INTERVIEW - En course vers sa souveraineté alimentaire, la Côte d’Ivoire - fournisseur mondial de plusieurs matières premières agricoles - veut davantage présenter ses produits transformés au monde, notamment en Europe où la traçabilité de son cacao est désormais requise. Des sujets sur lesquels, comme l’explique le Ministre ivoirien de l’Agriculture Kobenan Kouassi Adjoumani, cette économie vibrante d’Afrique de l’Ouest construit son propre narratif.LA TRIBUNE AFRIQUE - La Côte d'Ivoire a eu une présence marquée au Salon international de l'agriculture qui vient de s'achever à Paris. Pour vous, il est surtout question d'implémenter tout ce qui fait avancer votre pays vers sa souveraineté alimentaire. Sécurité et souveraineté ou tout d'abord souveraineté ?
KOBENAN KOUASSI ADJOUMANI - Je commencerai par souligner que la sécurité alimentaire est la capacité à disposer de quantité suffisante de nourriture pour satisfaire les populations, tant grâce à la production locale et par l'importation. Elle donne l'impression de nourrir le peuple, mais en cas de difficulté sur les importations, on se retrouve pénalisé. La souveraineté alimentaire, en revanche, est la possibilité pour un pays de produire lui-même ce que sa population veut consommer et d'assurer son autosuffisance sans recourir à l'importation.

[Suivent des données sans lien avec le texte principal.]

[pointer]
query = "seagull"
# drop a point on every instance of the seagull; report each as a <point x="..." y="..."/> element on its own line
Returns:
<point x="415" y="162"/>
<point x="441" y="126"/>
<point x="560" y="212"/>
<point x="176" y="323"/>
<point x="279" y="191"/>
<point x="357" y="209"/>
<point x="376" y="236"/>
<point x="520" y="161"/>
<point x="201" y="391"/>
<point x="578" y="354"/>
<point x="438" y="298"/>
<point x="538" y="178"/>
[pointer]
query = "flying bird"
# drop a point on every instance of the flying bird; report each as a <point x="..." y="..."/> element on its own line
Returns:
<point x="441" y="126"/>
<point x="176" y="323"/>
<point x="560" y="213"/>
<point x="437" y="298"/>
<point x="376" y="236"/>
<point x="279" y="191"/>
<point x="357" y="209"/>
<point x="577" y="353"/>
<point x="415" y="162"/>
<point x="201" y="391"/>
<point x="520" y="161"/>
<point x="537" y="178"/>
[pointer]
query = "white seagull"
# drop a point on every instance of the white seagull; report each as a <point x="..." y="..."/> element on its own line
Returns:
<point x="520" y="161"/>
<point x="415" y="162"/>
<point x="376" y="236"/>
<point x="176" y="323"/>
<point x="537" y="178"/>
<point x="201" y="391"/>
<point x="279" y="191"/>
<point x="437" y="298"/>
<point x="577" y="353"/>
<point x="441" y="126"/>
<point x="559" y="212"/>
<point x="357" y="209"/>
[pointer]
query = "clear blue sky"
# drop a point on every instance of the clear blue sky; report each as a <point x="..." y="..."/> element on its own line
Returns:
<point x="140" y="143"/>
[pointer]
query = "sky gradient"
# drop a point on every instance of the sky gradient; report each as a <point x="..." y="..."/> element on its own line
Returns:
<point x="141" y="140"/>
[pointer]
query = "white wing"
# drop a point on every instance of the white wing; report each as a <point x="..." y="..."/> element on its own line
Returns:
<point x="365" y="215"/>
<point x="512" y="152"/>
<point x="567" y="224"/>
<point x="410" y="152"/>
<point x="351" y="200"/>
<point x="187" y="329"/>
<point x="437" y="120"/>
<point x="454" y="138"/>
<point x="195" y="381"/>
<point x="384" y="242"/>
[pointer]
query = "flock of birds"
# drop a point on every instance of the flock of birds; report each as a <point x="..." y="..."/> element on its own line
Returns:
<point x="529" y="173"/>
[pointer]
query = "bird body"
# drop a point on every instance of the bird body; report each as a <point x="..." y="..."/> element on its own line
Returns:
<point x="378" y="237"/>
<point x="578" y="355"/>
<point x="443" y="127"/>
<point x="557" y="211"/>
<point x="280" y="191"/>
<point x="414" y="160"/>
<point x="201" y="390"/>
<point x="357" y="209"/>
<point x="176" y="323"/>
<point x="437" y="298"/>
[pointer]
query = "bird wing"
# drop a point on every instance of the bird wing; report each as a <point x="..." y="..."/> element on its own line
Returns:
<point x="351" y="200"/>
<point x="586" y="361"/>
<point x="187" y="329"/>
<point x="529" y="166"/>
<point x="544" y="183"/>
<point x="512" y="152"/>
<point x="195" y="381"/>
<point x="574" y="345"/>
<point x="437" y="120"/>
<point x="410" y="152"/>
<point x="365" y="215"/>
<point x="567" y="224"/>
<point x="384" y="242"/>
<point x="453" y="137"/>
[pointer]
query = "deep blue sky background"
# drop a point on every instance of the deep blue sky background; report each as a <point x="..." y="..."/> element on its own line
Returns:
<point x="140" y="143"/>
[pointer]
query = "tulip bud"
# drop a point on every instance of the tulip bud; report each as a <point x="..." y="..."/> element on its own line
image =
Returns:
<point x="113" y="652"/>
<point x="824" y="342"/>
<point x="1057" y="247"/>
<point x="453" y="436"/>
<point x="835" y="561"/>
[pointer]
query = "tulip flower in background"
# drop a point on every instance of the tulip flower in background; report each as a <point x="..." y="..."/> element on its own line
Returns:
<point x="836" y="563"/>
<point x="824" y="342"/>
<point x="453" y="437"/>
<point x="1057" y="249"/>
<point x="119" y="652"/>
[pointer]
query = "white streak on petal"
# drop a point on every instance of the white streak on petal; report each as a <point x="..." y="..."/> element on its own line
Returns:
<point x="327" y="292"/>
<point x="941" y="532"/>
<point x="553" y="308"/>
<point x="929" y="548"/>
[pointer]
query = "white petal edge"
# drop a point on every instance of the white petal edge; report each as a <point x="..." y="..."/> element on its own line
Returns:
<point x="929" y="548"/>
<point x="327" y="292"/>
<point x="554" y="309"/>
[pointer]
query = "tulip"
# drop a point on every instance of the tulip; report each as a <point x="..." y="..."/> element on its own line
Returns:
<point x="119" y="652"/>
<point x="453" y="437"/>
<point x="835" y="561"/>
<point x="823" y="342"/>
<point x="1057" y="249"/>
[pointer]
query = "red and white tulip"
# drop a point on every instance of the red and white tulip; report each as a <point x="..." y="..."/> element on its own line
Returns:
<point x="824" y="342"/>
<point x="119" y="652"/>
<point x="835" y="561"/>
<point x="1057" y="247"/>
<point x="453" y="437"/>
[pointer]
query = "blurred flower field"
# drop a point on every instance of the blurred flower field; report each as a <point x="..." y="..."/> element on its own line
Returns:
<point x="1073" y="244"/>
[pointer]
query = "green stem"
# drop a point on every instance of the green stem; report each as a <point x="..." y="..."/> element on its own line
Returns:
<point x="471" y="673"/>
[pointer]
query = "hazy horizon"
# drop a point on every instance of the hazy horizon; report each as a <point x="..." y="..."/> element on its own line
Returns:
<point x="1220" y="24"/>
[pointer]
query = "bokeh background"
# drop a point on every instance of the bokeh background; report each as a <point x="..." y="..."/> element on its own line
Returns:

Ce que nous voulons faire aujourd'hui, c'est parvenir à nourrir notre peuple sans avoir recours aux importations. Notre objectif est donc d'atteindre la souveraineté alimentaire. Nous sommes venus au Salon international de l'agriculture avec des produits divers du terroir pour montrer aux Français qu'en Côte d'Ivoire, nous avons fait des prouesses en matière de production alimentaire et surtout en ce qui concerne les produits vivriers, indépendamment des produits de rente qui sous-tendent notre économie. Nous disons que nous avons beaucoup produit pour les autres. Nous avons servi le monde entier à travers nos produits de rente : le cacao, la noix de cajou, l'hévéa, le palmier à huile, etc. Tout cela dans le but de soutenir les autres. Pendant ce temps, nous produisons ce que nous exportons et nous importons ce que nous consommons. Nous devons donc renverser cette tendance et c'est une instruction ferme du président de la République, son Excellence M. Alassane Ouattara. C'est la raison pour laquelle nous avons jeté notre dévolu sur les produits locaux.
Quels sont ces produits ?
Ils sont nombreux. Nous savons aujourd'hui que nous pouvons produire du pain avec de la farine de maïs et avec de la farine de manioc en y ajoutant un peu de farine de blé, contrairement au pain 100% blé que nous avons toujours connu. Nous nous rendons donc compte que nous n'avons pas toujours besoin de nous tourner vers l'Ukraine ou la Russie pour combler nos besoins en céréales. C'est la raison pour laquelle en Côte d'Ivoire, nous avons mis en place des politiques de développement de tous les secteurs d'activité dont celui des productions végétales (le manioc, le maïs, la banane plantain), mais aussi celui de la protéine végétale la plus consommée en Côte d'Ivoire qui est le riz, ainsi que d'autres féculents tels que l'igname.